“I want to become better and do good.”
Name: Bl. Frédéric Ozanam
Feast: September 9
What a conflict it must have been to go into the streets, into the poorest neighborhoods in Paris, France, and tend to the poor during a cholera epidemic! Surely that’s a great challenge for anyone serving the sick during today’s coronavirus pandemic. Yet that’s what Blessed Frédéric Ozanam felt called to do. He was a college student at the time, and went on to be professor, a writer, journalist and lifelong servant of the poor.
His wife, Amelie, was a philanthropist in her own right and supported his calling. They were happily married, and had one daughter. But their life together was short lived—he died of tuberculosis at age 40. During his short life he and his college-student friends, with the help of Sister Rosalie Rendu, DC, founded the St. Vincent de Paul Society. It grew into a worldwide movement of Catholic charity today, with 800,000 members, serving from Catholic parishes in 150 countries.

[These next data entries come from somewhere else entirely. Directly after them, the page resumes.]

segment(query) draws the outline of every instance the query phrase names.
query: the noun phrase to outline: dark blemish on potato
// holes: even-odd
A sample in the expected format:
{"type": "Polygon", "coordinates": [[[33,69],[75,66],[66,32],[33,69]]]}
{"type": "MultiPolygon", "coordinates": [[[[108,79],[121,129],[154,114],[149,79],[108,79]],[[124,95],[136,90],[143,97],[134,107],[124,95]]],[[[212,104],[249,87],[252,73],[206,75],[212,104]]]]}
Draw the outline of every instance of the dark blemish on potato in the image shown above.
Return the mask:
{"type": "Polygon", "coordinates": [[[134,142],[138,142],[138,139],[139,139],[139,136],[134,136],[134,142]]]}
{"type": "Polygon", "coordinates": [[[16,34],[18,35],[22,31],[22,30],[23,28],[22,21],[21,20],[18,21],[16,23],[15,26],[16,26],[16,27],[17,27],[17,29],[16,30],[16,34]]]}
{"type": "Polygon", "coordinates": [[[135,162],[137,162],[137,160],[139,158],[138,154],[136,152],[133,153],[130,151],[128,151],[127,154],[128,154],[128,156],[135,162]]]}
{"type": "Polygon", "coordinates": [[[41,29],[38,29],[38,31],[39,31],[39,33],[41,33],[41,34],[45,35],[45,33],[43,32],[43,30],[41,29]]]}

He was in a debate club at college when it all started, defending the Catholic Church against a group who rejected the Church as irrelevant to the poor. They challenged him and his friends to show them different. At the suggestion of a professor, Frédéric headed for Mouffetard district, a ghetto, where Sister Rosalie ministered. She taught him how to be present to the poor. His first act of charity was simple enough. He took a bundle of firewood to a widow whose husband had died of cholera. He continued these acts of service, and as he and Sister Rosalie founded St. Vincent de Paul conferences around Paris to deal with the epidemic, he oversaw the organization.
His writings at Sorbonne University are seen today as foundational to much of the social-justice teaching of the Church since his time.